Beli langsung turun, jual langsung naik! Mengapa kepanikan Anda menjadi sasaran algoritma kuantitatif?

robot
Pembuatan abstrak sedang berlangsung

“Jelas-jelas yakin dengan sebuah saham, begitu dibeli langsung turun; jelas-jelas panik dan jual rugi, langsung naik.” Ini adalah pengalaman paling langsung yang dirasakan banyak investor ritel tahun ini.

Sementara itu, pasar juga mulai muncul suara yang mengarah ke perdagangan kuantitatif—“Bukan kuantitatif yang sedang menuai keuntungan, siapa lagi kalau bukan mereka?”

Perkembangan pesat dana kuantitatif

Alasan mengapa perdagangan kuantitatif mendapatkan perhatian sebesar ini terkait erat dengan pertumbuhan pesat dana kuantitatif dalam beberapa tahun terakhir.

Data Wind menunjukkan bahwa pada Februari 2026, jumlah produk swasta sekuritas yang terdaftar mencapai 1296, meningkat 99,38% dibandingkan jumlah pendaftaran Januari tahun ini (650), dan mencatat rekor tertinggi dalam dua tahun terakhir.

Data lebih lanjut menunjukkan bahwa hingga 19 Maret 2026, sudah ada 2878 produk swasta sekuritas yang selesai didaftarkan sejak awal tahun, meningkat lebih dari 60% dibandingkan periode yang sama tahun lalu dengan 1786 produk.

Yang lebih menarik lagi, jumlah dana kuantitatif swasta dengan aset di atas 10 miliar yuan pertama kali melampaui dana swasta dengan strategi subjektif di atas 10 miliar yuan. Jumlah manajer dana swasta domestik yang mengelola lebih dari 10 miliar yuan mencapai 126, di mana separuhnya adalah dana kuantitatif.

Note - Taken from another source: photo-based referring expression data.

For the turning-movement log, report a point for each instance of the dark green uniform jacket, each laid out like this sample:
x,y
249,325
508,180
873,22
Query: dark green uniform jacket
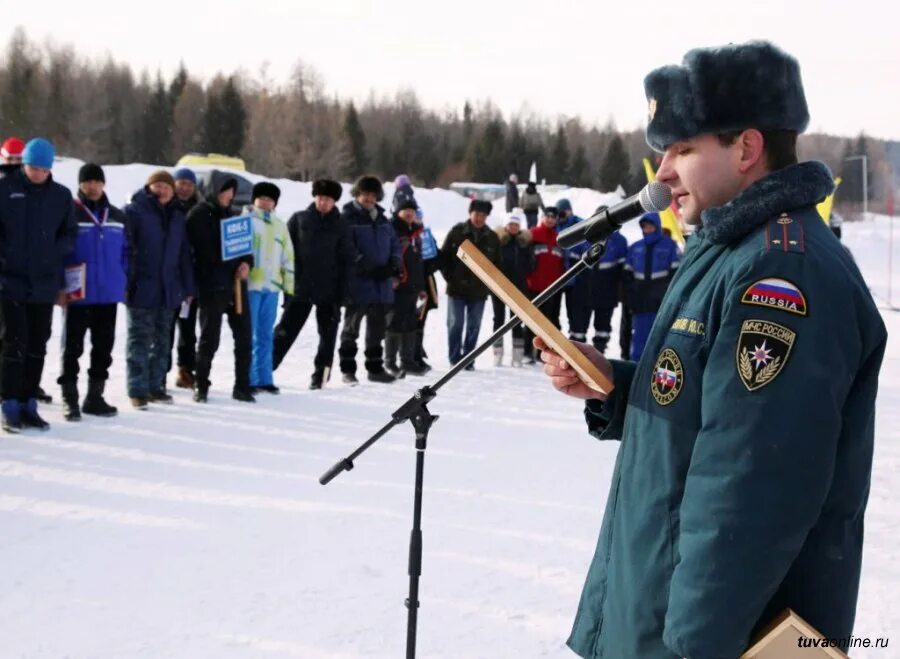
x,y
746,439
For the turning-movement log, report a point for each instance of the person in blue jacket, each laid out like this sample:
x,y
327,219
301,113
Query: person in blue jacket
x,y
37,231
649,267
602,293
373,275
160,279
747,426
100,260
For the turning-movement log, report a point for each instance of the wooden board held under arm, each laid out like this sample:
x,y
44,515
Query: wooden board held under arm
x,y
532,317
780,640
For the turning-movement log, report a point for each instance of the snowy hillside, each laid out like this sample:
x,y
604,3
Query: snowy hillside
x,y
201,531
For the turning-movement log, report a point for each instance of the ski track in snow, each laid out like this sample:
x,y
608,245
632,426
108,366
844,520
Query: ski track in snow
x,y
202,531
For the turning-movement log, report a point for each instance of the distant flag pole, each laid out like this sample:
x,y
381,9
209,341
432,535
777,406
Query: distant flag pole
x,y
824,207
668,217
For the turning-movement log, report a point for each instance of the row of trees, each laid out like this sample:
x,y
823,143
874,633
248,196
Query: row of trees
x,y
101,110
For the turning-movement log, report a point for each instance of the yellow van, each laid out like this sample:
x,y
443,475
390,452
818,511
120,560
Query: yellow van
x,y
211,160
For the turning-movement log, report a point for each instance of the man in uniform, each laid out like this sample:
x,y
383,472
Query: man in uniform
x,y
747,426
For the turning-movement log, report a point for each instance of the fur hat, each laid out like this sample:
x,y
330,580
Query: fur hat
x,y
327,188
161,176
720,90
481,206
368,184
91,172
266,189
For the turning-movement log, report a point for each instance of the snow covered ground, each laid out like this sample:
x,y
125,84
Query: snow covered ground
x,y
201,531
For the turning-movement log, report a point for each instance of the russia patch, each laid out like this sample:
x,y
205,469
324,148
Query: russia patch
x,y
777,294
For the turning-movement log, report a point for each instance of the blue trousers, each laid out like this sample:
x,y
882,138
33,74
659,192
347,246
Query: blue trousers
x,y
642,322
463,313
263,308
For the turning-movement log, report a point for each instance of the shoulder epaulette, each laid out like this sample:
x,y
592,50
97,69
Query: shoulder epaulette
x,y
785,234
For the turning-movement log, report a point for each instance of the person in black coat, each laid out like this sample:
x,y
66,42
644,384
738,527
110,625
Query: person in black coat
x,y
371,289
37,230
186,197
160,278
216,292
517,262
409,294
322,256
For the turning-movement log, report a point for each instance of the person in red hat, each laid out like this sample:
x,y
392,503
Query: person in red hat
x,y
11,155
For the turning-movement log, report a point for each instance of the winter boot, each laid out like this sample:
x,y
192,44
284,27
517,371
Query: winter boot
x,y
391,349
408,363
94,402
381,376
498,355
43,396
420,351
71,411
319,378
185,379
243,395
30,418
12,416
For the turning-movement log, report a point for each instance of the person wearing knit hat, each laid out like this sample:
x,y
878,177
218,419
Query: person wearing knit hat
x,y
517,257
272,274
39,226
403,193
764,355
268,190
372,281
161,279
161,176
327,188
409,294
466,293
186,197
368,185
11,151
98,256
216,291
323,254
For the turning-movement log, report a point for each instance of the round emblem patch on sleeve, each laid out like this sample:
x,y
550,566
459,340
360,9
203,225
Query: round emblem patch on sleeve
x,y
668,377
763,350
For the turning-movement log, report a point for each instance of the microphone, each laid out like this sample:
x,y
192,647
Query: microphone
x,y
655,197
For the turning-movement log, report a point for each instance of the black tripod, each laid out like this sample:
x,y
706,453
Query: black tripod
x,y
416,410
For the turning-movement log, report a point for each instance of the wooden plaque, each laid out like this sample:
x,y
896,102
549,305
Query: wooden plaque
x,y
532,317
780,641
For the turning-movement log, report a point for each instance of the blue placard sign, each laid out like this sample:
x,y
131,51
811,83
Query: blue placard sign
x,y
237,237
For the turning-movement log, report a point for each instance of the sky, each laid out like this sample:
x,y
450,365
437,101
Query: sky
x,y
551,57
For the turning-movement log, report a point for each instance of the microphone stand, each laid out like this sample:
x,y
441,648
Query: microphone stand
x,y
416,411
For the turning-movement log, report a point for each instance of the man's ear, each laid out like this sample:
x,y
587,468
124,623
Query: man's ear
x,y
751,145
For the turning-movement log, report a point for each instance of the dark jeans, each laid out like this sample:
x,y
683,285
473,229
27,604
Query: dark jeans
x,y
463,313
187,338
375,329
550,309
147,349
24,331
625,323
211,312
581,320
100,319
402,315
501,314
296,312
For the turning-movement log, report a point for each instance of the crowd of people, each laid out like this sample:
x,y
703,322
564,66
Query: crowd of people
x,y
161,256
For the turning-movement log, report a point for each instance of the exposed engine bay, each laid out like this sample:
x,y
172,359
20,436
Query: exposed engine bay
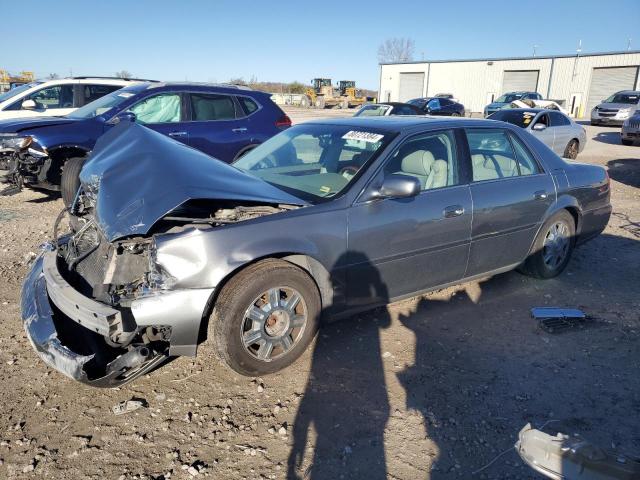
x,y
124,271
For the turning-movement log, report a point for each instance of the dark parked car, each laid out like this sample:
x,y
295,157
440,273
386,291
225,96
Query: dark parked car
x,y
325,219
438,106
222,121
506,99
387,109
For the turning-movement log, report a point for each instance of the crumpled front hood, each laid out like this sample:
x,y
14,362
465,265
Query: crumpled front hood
x,y
141,175
15,125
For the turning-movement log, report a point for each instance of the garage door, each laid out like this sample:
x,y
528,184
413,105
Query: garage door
x,y
411,86
520,80
607,81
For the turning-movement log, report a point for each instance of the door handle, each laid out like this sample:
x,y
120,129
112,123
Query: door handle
x,y
453,211
540,195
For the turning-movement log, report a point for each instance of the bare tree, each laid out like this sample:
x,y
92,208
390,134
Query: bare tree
x,y
396,50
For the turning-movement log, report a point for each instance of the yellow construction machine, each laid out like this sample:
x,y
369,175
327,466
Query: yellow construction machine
x,y
323,95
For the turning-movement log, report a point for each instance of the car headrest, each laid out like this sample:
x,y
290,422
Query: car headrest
x,y
418,162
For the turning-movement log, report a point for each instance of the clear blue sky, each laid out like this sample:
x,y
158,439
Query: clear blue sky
x,y
284,41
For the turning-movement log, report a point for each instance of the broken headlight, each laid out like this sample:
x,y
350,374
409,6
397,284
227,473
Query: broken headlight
x,y
16,143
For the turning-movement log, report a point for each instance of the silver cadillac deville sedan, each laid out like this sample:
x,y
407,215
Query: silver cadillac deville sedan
x,y
168,248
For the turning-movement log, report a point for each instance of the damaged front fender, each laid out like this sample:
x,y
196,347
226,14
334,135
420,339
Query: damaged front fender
x,y
39,319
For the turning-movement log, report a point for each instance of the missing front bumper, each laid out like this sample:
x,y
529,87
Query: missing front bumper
x,y
94,363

Hingga akhir 2025, skala dana kuantitatif domestik telah menembus 1,8 triliun yuan, menyumbang lebih dari 30% dari total dana swasta di bidang sekuritas.

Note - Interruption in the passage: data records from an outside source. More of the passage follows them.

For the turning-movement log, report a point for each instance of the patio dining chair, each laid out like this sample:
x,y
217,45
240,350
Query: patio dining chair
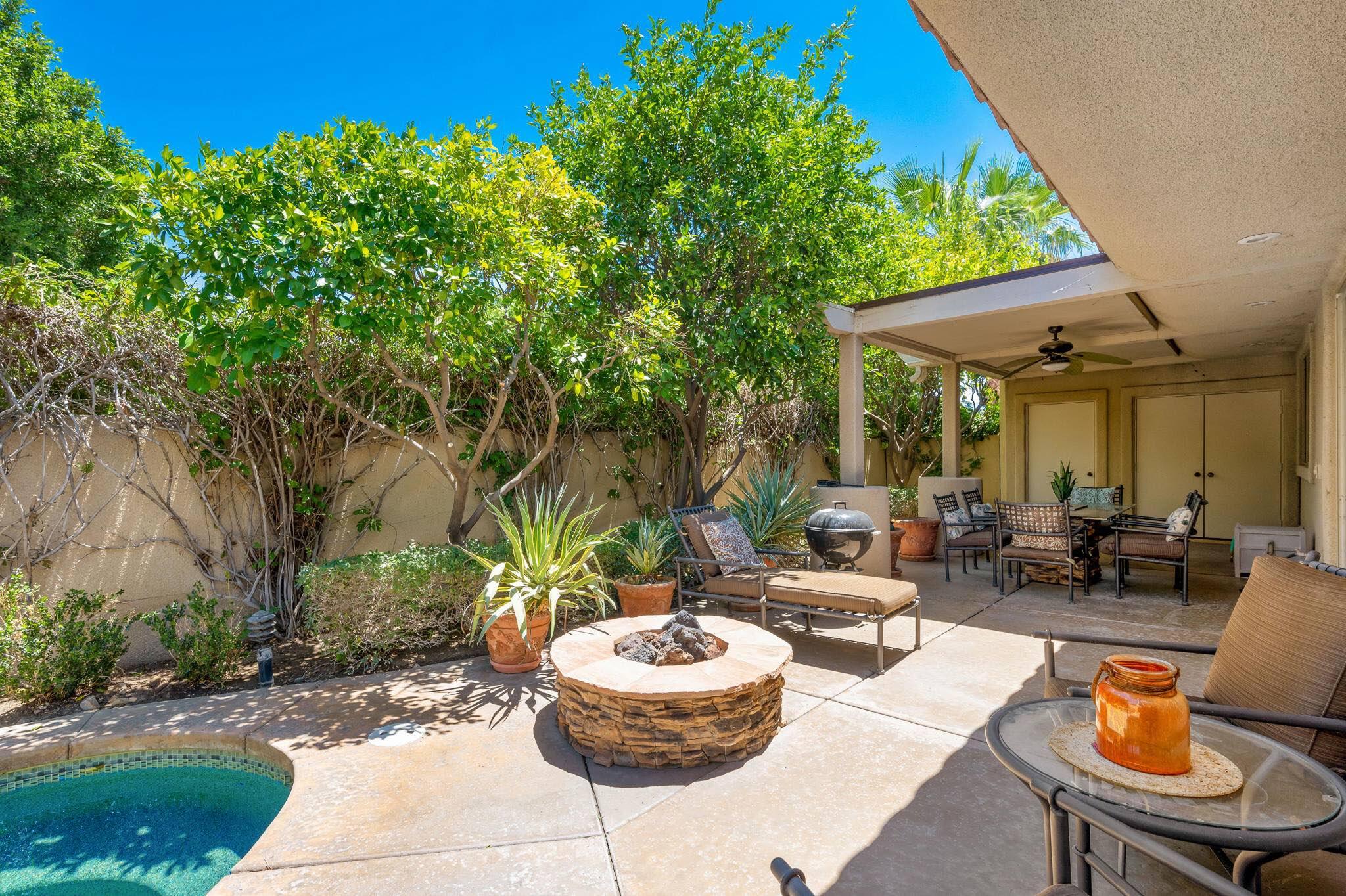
x,y
1085,861
1041,535
1155,540
1279,667
962,536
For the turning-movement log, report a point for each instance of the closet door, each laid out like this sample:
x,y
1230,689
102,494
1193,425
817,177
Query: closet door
x,y
1169,453
1243,462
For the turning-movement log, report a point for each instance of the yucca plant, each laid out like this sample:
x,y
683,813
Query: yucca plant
x,y
1063,482
551,564
651,549
773,506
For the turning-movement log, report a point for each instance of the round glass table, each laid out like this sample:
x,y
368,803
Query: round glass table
x,y
1288,802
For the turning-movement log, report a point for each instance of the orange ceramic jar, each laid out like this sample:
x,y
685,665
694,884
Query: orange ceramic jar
x,y
1143,721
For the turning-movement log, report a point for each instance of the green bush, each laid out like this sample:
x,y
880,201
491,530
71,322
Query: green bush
x,y
367,608
206,642
57,648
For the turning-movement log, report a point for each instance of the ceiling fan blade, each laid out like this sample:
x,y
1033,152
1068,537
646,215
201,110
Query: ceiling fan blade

Di balik gelombang pendaftaran yang besar ini, terdapat kinerja yang mengesankan. Dalam laporan tahunan dan prospek dana kuantitatif yang dirilis sebelumnya, Orient Securities menunjukkan bahwa dari 1 Januari 2018 hingga 31 Desember 2025: keuntungan tahunan rata-rata dari dana indeks yang dikelola secara publik seperti CSI 300, CSI 500, dan CSI 1000 masing-masing sebesar 3,9%, 4,88%, dan 11,06%; sedangkan untuk dana swasta, indeks strategi spesifik seperti Chaoyang Yongxu menunjukkan bahwa keuntungan tahunan dari produk kuantitatif yang sama periode tersebut adalah 6,61%, 8,81%, dan 18,58%. Indeks CSI 2000, meskipun relatif baru, menunjukkan keuntungan tahunan yang lebih baik daripada CSI 1000 selama periode yang sama, dan sejak 2024 hingga sekarang, keuntungan tahunan dari dana publik dan swasta CSI 2000 masing-masing sebesar 8,93% dan 15,96%.

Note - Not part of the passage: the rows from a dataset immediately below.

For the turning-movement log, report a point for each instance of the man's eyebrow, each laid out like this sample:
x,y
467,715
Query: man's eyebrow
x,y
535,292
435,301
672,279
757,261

Saham kecil: Ladang buru-buru kuantitatif

Seperti yang diketahui, strategi kuantitatif di pasar saat ini sangat menyukai saham kecil, terkait dengan struktur unik perdagangan saham tersebut: tingkat partisipasi institusi yang rendah, sebagian besar pelaku pasar adalah investor individu, dan perdagangan sering kali tidak rasional, meninggalkan ruang besar untuk investasi kontra arus.

Wang Ying, Wakil Direktur dan Manajer Dana di Departemen Investasi Kuantitatif di China CITIC Prudential Fund, pernah menyatakan bahwa saham kecil dan mikro dengan kapitalisasi pasar sekitar 2,5 miliar yuan sulit masuk ke dalam daftar saham inti yang diikuti oleh investor institusi utama, dan cakupan riset dari pihak penjual pun minim, sehingga lawan transaksi mereka lebih banyak adalah investor individu dengan pola perilaku yang berbeda-beda.

Seorang analis dari dana publik mengatakan kepada wartawan, “Saham kecil memang memiliki hubungan yang relatif rendah dengan fundamental perusahaan, banyak perusahaan dengan kapitalisasi kecil dinilai terlalu tinggi, dan lebih banyak didukung oleh likuiditas.”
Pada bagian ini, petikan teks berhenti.